I feel your pain! At least you have done advanced warning. A relative of mine just turned up with hers at my dd party we have 20+ children aged 8 and under, plus about the same amount of adults. Kids all started screaming as dog went in bouncy castle and promptly took a pee. Snapped at me when I tried to get him off the bouncy castle. She was told to clean it up and go. Her reply my poor baby not being invited. i could have screamed!

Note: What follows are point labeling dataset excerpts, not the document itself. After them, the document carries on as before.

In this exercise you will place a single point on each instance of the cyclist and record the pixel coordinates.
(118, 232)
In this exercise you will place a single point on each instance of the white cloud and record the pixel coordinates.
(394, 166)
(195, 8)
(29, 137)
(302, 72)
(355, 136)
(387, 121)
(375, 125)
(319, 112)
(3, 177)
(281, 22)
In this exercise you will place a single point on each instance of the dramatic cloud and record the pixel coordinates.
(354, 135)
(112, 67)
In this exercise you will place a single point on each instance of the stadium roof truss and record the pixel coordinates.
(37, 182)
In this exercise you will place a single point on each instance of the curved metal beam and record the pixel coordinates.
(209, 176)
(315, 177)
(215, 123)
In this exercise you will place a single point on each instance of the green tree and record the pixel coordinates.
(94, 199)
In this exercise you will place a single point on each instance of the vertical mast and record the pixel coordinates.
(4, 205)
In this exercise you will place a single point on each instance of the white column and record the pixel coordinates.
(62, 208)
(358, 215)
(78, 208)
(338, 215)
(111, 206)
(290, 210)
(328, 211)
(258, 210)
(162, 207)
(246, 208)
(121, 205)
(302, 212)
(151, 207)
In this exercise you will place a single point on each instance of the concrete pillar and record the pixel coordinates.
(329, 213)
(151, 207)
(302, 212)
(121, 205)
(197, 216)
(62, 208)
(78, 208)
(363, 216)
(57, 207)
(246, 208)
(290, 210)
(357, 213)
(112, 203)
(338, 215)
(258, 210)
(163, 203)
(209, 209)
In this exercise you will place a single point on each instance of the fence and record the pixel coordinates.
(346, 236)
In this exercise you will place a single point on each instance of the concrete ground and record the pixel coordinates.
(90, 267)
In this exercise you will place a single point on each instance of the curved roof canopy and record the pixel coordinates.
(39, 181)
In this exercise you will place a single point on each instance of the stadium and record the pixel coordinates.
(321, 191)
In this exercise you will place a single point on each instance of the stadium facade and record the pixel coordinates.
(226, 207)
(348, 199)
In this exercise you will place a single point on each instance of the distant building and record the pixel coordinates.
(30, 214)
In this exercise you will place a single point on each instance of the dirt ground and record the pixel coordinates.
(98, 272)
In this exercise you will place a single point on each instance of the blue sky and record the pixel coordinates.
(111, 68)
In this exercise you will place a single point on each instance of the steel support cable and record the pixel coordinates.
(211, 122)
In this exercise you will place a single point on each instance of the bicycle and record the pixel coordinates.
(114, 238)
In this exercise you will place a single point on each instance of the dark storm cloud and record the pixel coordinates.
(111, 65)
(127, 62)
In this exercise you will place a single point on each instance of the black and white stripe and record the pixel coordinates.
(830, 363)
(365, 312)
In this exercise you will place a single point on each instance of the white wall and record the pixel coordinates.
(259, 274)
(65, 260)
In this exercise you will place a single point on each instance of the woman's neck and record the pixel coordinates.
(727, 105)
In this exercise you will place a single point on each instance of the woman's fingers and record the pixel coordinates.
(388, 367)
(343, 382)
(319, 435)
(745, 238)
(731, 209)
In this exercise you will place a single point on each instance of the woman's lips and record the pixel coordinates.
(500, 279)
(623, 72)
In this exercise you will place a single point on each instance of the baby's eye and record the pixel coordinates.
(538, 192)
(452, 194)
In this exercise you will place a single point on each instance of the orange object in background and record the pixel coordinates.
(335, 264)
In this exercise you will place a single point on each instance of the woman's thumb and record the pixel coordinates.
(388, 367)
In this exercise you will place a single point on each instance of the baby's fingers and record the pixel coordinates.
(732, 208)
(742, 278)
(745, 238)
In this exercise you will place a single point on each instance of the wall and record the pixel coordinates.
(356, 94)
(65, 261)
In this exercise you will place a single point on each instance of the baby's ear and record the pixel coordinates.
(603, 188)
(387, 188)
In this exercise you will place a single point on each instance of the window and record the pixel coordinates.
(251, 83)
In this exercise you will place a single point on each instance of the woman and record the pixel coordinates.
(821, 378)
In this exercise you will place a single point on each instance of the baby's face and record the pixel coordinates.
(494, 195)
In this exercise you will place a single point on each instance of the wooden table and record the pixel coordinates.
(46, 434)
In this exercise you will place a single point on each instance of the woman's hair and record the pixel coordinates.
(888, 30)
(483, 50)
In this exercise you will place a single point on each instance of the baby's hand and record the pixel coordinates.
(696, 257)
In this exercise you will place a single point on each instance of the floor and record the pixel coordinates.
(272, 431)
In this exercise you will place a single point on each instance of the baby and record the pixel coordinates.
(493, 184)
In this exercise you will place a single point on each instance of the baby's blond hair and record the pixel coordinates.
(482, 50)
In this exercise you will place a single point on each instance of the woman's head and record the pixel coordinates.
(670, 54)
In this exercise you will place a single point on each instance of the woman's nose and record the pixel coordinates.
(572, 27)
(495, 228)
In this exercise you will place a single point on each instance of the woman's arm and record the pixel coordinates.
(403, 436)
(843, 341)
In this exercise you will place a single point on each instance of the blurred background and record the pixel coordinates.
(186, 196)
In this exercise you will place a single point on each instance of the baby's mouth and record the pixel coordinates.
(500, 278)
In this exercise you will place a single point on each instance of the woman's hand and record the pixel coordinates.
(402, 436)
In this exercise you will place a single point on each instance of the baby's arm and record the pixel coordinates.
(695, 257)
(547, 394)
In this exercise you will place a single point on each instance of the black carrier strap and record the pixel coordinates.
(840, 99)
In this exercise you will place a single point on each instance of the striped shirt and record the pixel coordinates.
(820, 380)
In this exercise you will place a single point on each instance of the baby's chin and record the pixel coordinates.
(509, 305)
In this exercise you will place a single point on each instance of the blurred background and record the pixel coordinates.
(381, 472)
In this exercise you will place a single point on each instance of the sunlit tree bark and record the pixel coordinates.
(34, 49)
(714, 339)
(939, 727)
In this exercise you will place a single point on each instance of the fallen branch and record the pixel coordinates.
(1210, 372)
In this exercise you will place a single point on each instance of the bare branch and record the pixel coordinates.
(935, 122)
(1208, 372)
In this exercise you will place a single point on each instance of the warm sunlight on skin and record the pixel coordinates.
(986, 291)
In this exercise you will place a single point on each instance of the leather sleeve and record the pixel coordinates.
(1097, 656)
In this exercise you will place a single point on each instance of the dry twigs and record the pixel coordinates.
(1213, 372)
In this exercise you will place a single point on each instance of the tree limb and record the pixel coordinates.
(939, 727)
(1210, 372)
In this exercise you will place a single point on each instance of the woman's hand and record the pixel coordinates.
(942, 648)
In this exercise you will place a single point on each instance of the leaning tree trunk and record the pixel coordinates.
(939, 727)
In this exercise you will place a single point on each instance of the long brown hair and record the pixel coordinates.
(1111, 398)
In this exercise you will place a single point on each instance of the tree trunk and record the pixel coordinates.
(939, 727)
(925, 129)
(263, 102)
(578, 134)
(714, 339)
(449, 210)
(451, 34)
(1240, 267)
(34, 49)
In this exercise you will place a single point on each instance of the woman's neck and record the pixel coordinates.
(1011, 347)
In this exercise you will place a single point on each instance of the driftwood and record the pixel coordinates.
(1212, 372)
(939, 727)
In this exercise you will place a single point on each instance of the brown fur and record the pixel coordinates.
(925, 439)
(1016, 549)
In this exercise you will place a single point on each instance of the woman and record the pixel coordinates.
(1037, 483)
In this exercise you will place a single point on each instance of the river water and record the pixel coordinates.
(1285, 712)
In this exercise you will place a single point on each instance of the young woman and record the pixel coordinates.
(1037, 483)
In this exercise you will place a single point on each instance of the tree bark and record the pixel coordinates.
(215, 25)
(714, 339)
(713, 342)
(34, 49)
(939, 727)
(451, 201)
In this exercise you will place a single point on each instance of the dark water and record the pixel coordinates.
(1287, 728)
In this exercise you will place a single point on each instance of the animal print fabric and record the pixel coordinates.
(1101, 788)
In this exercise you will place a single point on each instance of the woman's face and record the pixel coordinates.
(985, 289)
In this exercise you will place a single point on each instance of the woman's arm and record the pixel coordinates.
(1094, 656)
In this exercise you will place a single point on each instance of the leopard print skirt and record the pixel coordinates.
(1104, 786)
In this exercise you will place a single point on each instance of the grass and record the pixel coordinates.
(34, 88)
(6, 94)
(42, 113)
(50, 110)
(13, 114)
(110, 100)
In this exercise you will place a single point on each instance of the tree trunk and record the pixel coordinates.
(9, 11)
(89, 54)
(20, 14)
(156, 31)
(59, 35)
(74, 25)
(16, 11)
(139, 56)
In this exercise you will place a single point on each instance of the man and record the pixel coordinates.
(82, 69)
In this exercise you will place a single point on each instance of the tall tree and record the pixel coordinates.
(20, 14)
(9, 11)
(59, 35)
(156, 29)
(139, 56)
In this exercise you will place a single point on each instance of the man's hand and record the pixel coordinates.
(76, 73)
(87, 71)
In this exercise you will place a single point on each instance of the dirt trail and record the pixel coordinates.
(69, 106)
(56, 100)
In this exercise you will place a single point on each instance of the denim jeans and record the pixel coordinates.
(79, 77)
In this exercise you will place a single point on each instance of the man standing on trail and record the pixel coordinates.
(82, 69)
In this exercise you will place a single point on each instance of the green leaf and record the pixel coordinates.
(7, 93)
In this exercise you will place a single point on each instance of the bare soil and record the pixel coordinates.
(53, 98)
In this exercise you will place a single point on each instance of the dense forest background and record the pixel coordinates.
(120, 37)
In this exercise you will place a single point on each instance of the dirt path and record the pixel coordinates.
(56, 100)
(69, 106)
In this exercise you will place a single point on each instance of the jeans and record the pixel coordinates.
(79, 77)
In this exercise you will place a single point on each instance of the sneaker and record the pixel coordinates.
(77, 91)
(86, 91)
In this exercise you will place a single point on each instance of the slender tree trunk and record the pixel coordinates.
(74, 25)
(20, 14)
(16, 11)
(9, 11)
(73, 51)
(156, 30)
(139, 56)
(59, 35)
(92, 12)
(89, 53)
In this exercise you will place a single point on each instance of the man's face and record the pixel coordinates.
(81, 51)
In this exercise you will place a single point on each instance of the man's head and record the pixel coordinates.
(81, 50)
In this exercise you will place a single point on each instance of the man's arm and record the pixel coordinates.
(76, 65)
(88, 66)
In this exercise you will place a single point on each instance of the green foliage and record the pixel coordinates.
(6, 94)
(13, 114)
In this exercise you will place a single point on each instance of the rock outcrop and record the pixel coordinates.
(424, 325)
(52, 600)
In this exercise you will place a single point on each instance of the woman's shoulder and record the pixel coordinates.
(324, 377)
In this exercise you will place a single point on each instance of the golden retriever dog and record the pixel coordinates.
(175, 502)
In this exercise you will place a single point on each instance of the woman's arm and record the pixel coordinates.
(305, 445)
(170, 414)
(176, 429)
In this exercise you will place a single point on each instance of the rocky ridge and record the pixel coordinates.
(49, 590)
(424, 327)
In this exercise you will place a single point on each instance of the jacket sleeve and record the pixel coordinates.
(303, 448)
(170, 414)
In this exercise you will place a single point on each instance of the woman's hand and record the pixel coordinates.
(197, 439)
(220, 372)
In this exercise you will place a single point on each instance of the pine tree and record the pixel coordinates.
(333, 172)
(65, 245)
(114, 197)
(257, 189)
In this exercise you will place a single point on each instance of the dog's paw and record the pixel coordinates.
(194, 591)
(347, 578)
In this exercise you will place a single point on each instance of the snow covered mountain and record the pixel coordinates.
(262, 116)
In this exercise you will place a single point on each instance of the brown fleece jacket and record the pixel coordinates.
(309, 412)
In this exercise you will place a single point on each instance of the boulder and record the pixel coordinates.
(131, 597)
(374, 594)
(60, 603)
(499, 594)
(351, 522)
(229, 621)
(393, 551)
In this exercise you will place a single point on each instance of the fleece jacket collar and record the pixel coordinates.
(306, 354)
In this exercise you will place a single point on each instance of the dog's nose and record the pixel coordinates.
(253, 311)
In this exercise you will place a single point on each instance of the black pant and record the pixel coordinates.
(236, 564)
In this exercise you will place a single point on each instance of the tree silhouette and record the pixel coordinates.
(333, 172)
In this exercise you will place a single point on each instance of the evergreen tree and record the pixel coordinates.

Dollymixtureyumyum · 14/03/2016 20:53

Hmmmmm she replied to your sister she might bob in on her way back from the walk when the party has died down. I would watch out for her turning up in the middle of the party saying "oh I thought it would have died down by now". From what you have said on here she is the type to do this just to prove a point. Hope I am wrong OP

Ohfourfoxache · 14/03/2016 20:59

Classics. Please, classics Grin

PovertyPain · 14/03/2016 21:05

Tbf I may have to turn down a wedding invite to Spain if my old boy is still around. He's nearly 16 and blind and I know he wouldn't cope with anyone else as he was a wreak when I was hardly home while nursing my husband in the hospice. However, he was my dh's dog so has a special place in mine and my children's hearts.

I can however give you an even more bonkers selfish bastard of a relative, who thought bringing his pissing pup to my house on the day my husband's body was being brought home for his wake, would cheer everyone up. Confused When told it would be inappropriate, answered "sure Poverty has dogs". Dick head! Angry Oops, is my resentment showing.